Cita
Aún no tengo nada planeado para nuestra cena. Casi no me lo puedo creer. A última hora de la mañana recibí un escueto mensaje de texto que decía así: “ José soy Elena. Llego de Manchester a las 5 de la tarde. ¿Qué tal si cenamos juntos y así te cuento?, besos.”
Evidentemente mi respuesta no tardó en llegar: “Claro que sí. Pásate por mi casa a las diez. Pediré un par de pizzas. Mis padres no están. No problem.”
Pues bien, son casi las seis y media y aquí estoy dándole vueltas a la cabeza para intentar esbozar y encauzar de manera correcta la conversación de la cena. Temo poderosamente que ella empiece a largar historias de sus hazañas en Manchester sin importarle nada lo que yo pueda sentir por ella.
¿Me contará que tiene un novio inglés?, ¿ Habrá perdido su virginidad?. Tengo diecisiete años y con sinceridad os digo que la amo.
Mi hermano Pablo suele decirme una y otra vez que no me obsesione, que ante el amor, nos encontramos con una enorme caja de herramientas y que para saber usarla es necesario experimentar, equivocarse, acertar de vez en cuando, equivocarse de nuevo y no sé que más. A veces pienso que mi hermano es demasiado pesimista. ¿Estaré yo empezando a ser un albañil de la vida?, ¿un peón del amor?.

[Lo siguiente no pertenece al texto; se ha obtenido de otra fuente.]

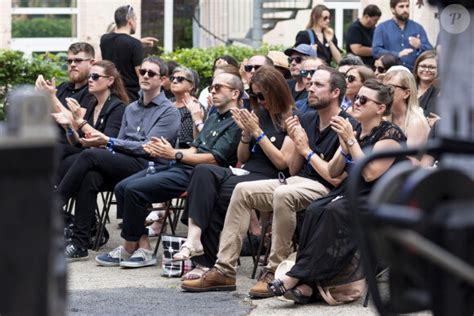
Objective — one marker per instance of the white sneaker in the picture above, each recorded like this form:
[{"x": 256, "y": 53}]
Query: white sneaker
[{"x": 140, "y": 258}]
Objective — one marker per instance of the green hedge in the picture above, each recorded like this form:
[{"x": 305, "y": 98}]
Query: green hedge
[
  {"x": 201, "y": 59},
  {"x": 42, "y": 27},
  {"x": 16, "y": 69}
]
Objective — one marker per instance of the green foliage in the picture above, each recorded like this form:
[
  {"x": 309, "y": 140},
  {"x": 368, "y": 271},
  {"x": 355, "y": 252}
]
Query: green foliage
[
  {"x": 16, "y": 69},
  {"x": 201, "y": 59},
  {"x": 42, "y": 27}
]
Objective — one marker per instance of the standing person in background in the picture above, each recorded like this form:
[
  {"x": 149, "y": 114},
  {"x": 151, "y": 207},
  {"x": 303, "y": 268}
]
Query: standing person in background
[
  {"x": 320, "y": 35},
  {"x": 400, "y": 36},
  {"x": 125, "y": 51},
  {"x": 361, "y": 33}
]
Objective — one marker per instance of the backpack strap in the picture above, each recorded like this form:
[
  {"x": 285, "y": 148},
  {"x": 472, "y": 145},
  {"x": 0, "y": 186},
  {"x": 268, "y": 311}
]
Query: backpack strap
[{"x": 311, "y": 37}]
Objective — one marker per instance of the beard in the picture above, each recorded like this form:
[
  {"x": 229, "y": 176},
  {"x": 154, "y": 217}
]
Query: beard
[{"x": 77, "y": 76}]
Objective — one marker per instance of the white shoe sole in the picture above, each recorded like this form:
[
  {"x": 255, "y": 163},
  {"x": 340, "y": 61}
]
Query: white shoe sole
[{"x": 131, "y": 264}]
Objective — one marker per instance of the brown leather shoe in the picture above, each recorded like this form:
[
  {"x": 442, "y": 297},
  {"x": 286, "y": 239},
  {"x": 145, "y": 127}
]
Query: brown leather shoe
[
  {"x": 211, "y": 280},
  {"x": 260, "y": 290}
]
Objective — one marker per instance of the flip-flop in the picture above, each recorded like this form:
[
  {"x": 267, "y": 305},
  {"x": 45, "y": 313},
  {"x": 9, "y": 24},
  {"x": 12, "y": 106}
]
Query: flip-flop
[
  {"x": 192, "y": 253},
  {"x": 195, "y": 273}
]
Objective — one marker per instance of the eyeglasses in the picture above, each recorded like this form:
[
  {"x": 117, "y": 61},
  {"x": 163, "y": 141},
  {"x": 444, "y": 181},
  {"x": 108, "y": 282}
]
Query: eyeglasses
[
  {"x": 150, "y": 73},
  {"x": 296, "y": 59},
  {"x": 180, "y": 79},
  {"x": 257, "y": 95},
  {"x": 380, "y": 70},
  {"x": 248, "y": 68},
  {"x": 363, "y": 99},
  {"x": 396, "y": 86},
  {"x": 306, "y": 73},
  {"x": 427, "y": 67},
  {"x": 95, "y": 76},
  {"x": 219, "y": 86},
  {"x": 351, "y": 78},
  {"x": 76, "y": 60}
]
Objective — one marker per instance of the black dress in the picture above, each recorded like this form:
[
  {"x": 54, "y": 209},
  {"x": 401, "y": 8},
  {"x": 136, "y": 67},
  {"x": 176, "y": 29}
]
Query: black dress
[
  {"x": 323, "y": 50},
  {"x": 211, "y": 187},
  {"x": 327, "y": 245}
]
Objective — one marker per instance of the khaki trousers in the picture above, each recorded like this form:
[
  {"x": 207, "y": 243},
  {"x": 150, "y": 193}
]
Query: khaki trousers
[{"x": 285, "y": 200}]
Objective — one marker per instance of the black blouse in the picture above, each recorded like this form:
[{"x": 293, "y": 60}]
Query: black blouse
[{"x": 323, "y": 50}]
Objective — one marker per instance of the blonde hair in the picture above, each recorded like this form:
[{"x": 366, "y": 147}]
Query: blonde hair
[{"x": 407, "y": 80}]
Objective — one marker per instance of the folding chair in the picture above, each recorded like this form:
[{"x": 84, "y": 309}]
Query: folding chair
[{"x": 173, "y": 209}]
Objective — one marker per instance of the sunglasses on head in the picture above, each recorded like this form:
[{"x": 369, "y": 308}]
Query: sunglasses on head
[
  {"x": 258, "y": 96},
  {"x": 379, "y": 69},
  {"x": 76, "y": 60},
  {"x": 296, "y": 59},
  {"x": 150, "y": 73},
  {"x": 363, "y": 99},
  {"x": 351, "y": 78},
  {"x": 248, "y": 68},
  {"x": 95, "y": 76},
  {"x": 219, "y": 86},
  {"x": 180, "y": 79},
  {"x": 306, "y": 73}
]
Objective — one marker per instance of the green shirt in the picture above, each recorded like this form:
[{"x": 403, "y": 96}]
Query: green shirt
[{"x": 219, "y": 136}]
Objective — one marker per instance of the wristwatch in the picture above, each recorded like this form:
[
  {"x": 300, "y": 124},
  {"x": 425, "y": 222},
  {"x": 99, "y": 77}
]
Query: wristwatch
[{"x": 178, "y": 156}]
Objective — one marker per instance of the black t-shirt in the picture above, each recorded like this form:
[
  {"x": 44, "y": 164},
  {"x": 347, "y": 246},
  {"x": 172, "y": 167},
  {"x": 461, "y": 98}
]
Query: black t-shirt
[
  {"x": 82, "y": 95},
  {"x": 324, "y": 143},
  {"x": 358, "y": 34},
  {"x": 297, "y": 95},
  {"x": 323, "y": 50},
  {"x": 258, "y": 161},
  {"x": 126, "y": 53}
]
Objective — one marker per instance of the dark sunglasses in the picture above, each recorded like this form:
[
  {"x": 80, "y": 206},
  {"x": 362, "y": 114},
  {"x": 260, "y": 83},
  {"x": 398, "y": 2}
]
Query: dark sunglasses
[
  {"x": 363, "y": 100},
  {"x": 95, "y": 76},
  {"x": 150, "y": 73},
  {"x": 76, "y": 60},
  {"x": 248, "y": 68},
  {"x": 258, "y": 96},
  {"x": 180, "y": 79},
  {"x": 306, "y": 73},
  {"x": 297, "y": 59},
  {"x": 219, "y": 86},
  {"x": 379, "y": 69},
  {"x": 351, "y": 78}
]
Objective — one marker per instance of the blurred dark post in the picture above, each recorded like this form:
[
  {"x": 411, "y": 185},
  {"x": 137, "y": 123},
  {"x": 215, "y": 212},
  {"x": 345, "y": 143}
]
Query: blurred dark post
[{"x": 32, "y": 269}]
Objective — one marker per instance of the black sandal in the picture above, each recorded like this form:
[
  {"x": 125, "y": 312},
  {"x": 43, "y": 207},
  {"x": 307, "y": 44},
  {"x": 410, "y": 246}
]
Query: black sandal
[
  {"x": 277, "y": 287},
  {"x": 297, "y": 296}
]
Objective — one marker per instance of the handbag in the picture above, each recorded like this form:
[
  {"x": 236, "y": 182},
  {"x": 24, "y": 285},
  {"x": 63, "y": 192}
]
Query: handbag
[{"x": 171, "y": 246}]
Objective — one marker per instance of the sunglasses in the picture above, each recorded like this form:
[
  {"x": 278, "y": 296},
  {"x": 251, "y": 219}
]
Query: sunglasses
[
  {"x": 351, "y": 78},
  {"x": 76, "y": 60},
  {"x": 248, "y": 68},
  {"x": 306, "y": 73},
  {"x": 297, "y": 59},
  {"x": 218, "y": 86},
  {"x": 258, "y": 96},
  {"x": 379, "y": 69},
  {"x": 180, "y": 79},
  {"x": 150, "y": 73},
  {"x": 363, "y": 100}
]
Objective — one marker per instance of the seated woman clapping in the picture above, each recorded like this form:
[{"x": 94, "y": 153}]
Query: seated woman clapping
[
  {"x": 103, "y": 115},
  {"x": 262, "y": 150},
  {"x": 327, "y": 246}
]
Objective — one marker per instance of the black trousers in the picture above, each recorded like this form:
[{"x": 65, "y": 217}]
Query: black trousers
[
  {"x": 93, "y": 171},
  {"x": 135, "y": 193},
  {"x": 209, "y": 193}
]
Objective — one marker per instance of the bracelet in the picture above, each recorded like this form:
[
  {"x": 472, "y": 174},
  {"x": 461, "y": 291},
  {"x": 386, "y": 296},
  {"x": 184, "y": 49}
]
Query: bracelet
[
  {"x": 259, "y": 138},
  {"x": 84, "y": 122},
  {"x": 110, "y": 145},
  {"x": 310, "y": 155}
]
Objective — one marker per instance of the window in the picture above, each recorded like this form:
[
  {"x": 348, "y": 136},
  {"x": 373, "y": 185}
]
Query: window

Pensándolo bien, acabo de darme cuenta que estoy utilizando una de las herramientas de la caja que dice mi hermano. Con la cinta de medir, pretendo calcular con exactitud la conversación con Elena. ¿Acaso debería improvisar una cosa tan importante?. Quizás la segunda herramienta que utilice sea la silicona. No penséis mal, no. ¿No creéis que toda conversación debe estar bien sellada?. ¿Y que tal una manita de pintura para embellecer la fachada?. Tal vez le haga saber que escribo poemas, que bebo sólo de vez en cuando, que sé cocinar. Podría también utilizar el taladro, decirle que hay algo dentro de mi que es profundo, e incluso podría utilizar el nivel para que la conversación no sea demasiado pesada y ambos tengamos la palabra. ¿Todo listo no?
Acabo de hablar con mi hermano y me ha dicho que me falta por plantear los cimientos.
¿Por qué siempre es tan pesimista?.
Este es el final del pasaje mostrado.